The most common ARs occurring in ≥20% of patients receiving SUTENT for treatment-naïve metastatic RCC (all grades, vs IFNα) were diarrhea (66% vs 21%), fatigue (62% vs 56%), nausea (58% vs 41%), anorexia (48% vs 42%), altered taste (47% vs 15%), mucositis/stomatitis (47% vs 5%), pain in extremity/limb discomfort (40% vs 30%), vomiting (39% vs 17%), bleeding, all sites (37% vs 10%), hypertension (34% vs 4%), dyspepsia (34% vs 4%), arthralgia (30% vs 19%), abdominal pain (30% vs 12%), rash (29% vs 11%), hand-foot syndrome (29% vs 1%), back pain (28% vs 14%), cough (27% vs 14%), asthenia (26% vs 22%), dyspnea (26% vs 20%), skin discoloration/yellow skin (25% vs 0%), peripheral edema (24% vs 5%), headache (23% vs 19%), constipation (23% vs 14%), dry skin (23% vs 7%), fever (22% vs 37%), and hair color changes (20% vs <1%).

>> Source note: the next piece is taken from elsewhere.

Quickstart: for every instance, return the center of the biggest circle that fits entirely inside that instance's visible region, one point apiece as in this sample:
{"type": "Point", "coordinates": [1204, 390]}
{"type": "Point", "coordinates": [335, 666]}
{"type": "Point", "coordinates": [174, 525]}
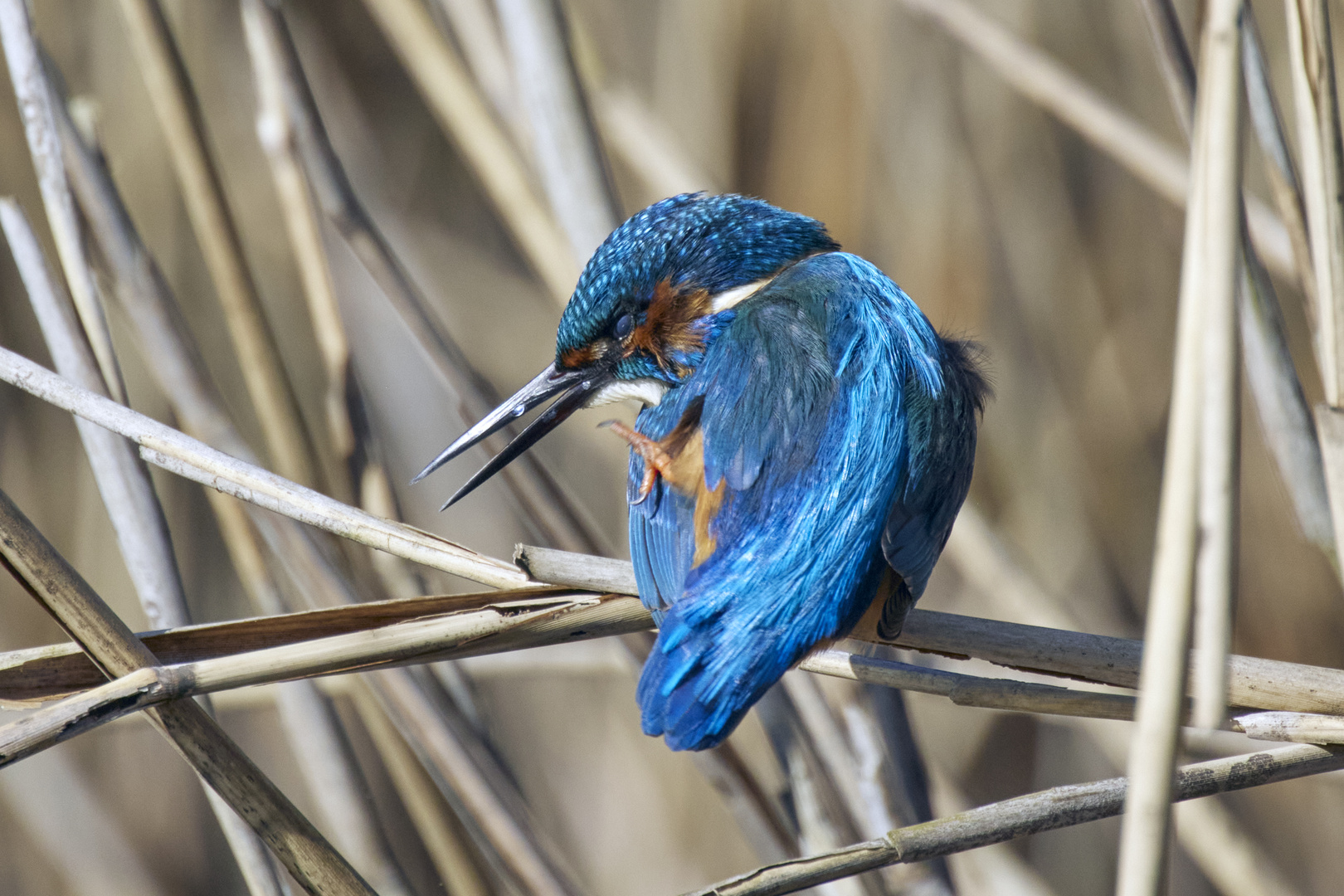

The most common grade 3/4 ARs (occurring in ≥5% of patients with RCC receiving SUTENT vs IFNα) were fatigue (15% vs 15%), hypertension (13% vs <1%), asthenia (11% vs 6%), diarrhea (10% vs <1%), hand-foot syndrome (8% vs 0%), dyspnea (6% vs 4%), nausea (6% vs 2%), back pain (5% vs 2%), pain in extremity/limb discomfort (5% vs 2%), vomiting (5% vs 1%), and abdominal pain (5% vs 1%).
The most common grade 3/4 lab abnormalities (occurring in ≥5% of patients with RCC receiving SUTENT vs IFNα) included lymphocytes (18% vs 26%), lipase (18% vs 8%), neutrophils (17% vs 9%), uric acid (14% vs 8%), platelets (9% vs 1%), hemoglobin (8% vs 5%), sodium decreased (8% vs 4%), leukocytes (8% vs 2%), glucose increased (6% vs 6%), phosphorus (6% vs 6%), and amylase (6% vs 3%).